Betriebsergebnis 2011

Die SRG verfolgt mit ihrer Finanzpolitik stabile finanzielle Verhältnisse und damit die Wahrung ihrer Unabhängigkeit. Ein ausgeglichenes Ergebnis ist dafür eine Grundlage. Im Geschäftsjahr 2011 wurde dieses Ziel erreicht, indem im Stammhaus ein Unternehmensgewinn von 25,8 Mio. Franken erwirtschaftet wurde. 

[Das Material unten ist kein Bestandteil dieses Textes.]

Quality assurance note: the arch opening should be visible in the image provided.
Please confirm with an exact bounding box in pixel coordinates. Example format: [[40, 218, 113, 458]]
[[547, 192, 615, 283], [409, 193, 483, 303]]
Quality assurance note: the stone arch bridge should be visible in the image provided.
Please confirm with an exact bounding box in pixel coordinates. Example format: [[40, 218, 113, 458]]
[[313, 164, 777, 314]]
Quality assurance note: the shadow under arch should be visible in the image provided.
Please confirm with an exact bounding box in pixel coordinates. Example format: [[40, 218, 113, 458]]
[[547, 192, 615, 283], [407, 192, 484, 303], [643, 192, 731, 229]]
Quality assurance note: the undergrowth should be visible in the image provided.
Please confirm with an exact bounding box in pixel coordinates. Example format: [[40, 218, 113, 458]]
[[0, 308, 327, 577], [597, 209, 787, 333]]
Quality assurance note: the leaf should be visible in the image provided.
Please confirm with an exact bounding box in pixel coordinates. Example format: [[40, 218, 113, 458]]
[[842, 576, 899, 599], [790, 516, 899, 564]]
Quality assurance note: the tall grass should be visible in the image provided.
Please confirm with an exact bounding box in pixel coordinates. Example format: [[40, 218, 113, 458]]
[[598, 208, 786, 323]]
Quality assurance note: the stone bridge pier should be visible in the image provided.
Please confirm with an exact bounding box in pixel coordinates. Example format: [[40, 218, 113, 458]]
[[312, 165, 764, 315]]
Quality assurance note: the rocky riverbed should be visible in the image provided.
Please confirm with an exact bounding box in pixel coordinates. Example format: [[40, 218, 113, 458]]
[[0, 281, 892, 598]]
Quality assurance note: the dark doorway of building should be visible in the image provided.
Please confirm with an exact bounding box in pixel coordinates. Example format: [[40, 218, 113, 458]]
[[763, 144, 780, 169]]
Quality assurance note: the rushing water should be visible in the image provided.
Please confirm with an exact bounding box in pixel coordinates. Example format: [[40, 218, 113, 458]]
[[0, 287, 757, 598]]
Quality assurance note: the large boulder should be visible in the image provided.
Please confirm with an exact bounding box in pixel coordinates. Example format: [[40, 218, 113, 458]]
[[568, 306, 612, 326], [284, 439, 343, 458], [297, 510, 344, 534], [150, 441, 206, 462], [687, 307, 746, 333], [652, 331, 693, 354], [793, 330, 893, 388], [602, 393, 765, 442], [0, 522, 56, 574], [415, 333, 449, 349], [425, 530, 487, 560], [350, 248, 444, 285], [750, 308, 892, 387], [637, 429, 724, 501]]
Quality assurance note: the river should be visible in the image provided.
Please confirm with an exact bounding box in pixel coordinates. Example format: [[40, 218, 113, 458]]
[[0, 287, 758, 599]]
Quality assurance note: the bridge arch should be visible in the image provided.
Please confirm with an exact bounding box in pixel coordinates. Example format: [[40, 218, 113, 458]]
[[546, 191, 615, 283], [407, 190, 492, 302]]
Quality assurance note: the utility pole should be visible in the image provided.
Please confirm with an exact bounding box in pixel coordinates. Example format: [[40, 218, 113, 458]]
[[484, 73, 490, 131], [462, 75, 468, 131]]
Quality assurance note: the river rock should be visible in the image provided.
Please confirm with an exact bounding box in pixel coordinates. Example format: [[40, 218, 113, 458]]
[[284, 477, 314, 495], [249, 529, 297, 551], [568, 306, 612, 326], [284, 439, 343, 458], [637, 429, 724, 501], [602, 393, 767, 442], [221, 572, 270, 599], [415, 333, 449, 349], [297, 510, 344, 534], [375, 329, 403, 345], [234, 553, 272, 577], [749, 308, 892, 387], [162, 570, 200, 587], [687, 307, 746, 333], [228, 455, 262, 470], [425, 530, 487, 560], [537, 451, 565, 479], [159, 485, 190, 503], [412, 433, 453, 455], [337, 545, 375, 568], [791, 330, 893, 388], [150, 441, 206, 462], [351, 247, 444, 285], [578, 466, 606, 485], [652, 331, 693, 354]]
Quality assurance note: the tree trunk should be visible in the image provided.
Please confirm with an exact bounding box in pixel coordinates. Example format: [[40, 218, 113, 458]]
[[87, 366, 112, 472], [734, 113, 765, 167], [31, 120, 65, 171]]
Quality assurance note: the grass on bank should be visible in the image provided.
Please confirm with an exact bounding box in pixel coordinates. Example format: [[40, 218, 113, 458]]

Diese Differenz ist auf verschiedene Effekte zurückzuführen. Erstens konnten die Einnahmen aus den Empfangsgebühren gegenüber dem Vorjahr um 6,2 Mio. Franken gesteigert werden, da die Anzahl der privaten und gewerblichen Gebührenzahler gestiegen ist. Zweitens konnten durch die Umstellung der Billag AG auf die Jahresrechnung nicht mehr benötigte Abgrenzungen im Umfang von 17,9 Mio. Franken aufgelöst werden. Der wiedererstarkte Werbemarkt verzeichnet gegenüber dem Vorjahr eine Steigerung von 14,4 Mio. Franken. 

Im Jahr 2011 fanden weder Weltmeisterschaften in bedeutenden Publikumssportarten noch eine Olympiade statt, was sich positiv auf die Kosten auswirkte. Zudem wurden 120 Mitarbeiter aus dem Bereich Produktion und Technik an unsere Tochtergesellschaft TPC ausgegliedert. Diese beiden Vorgänge senkten den Personalaufwand um 23,7 Mio. Franken und den übrigen Betriebsaufwand um 10,3 Mio. Franken. Die Nutzung von Synergien innerhalb des Stammhauses und der Abschluss der Fusions- und Effizienzprojekte entlasteten den übrigen Aufwand um weitere 8,3 Mio. Franken. 

Auf der anderen Seite stiegen die Programm- und Produktionsaufwände um markante 31,7 Mio. Franken. Dies ist primär durch teurere Produktionskosten und den Anstieg der Eigenproduktionen von 19,9 Prozent auf 21,6 Prozent des Sendevolumens begründet. Die Entscheidung, den bisherigen Standort in Basel an einen zentraleren Standort zu versetzen, brachte ungeplante Abschreibungen von 16,5 Mio. Franken mit sich. Das Finanzergebnis erholte sich mit der Eindämmung der Kursverluste und verbesserte sich um 7,8 Mio. Franken. 

Für das nächste Jahr hält die SRG an ihrer Politik fest, indem wiederum ein ausgeglichenes Ergebnis angestrebt wird. Dem Jahr 2012 schaut die SRG nicht zuletzt wegen der sportlichen Grossanlässe positiv entgegen.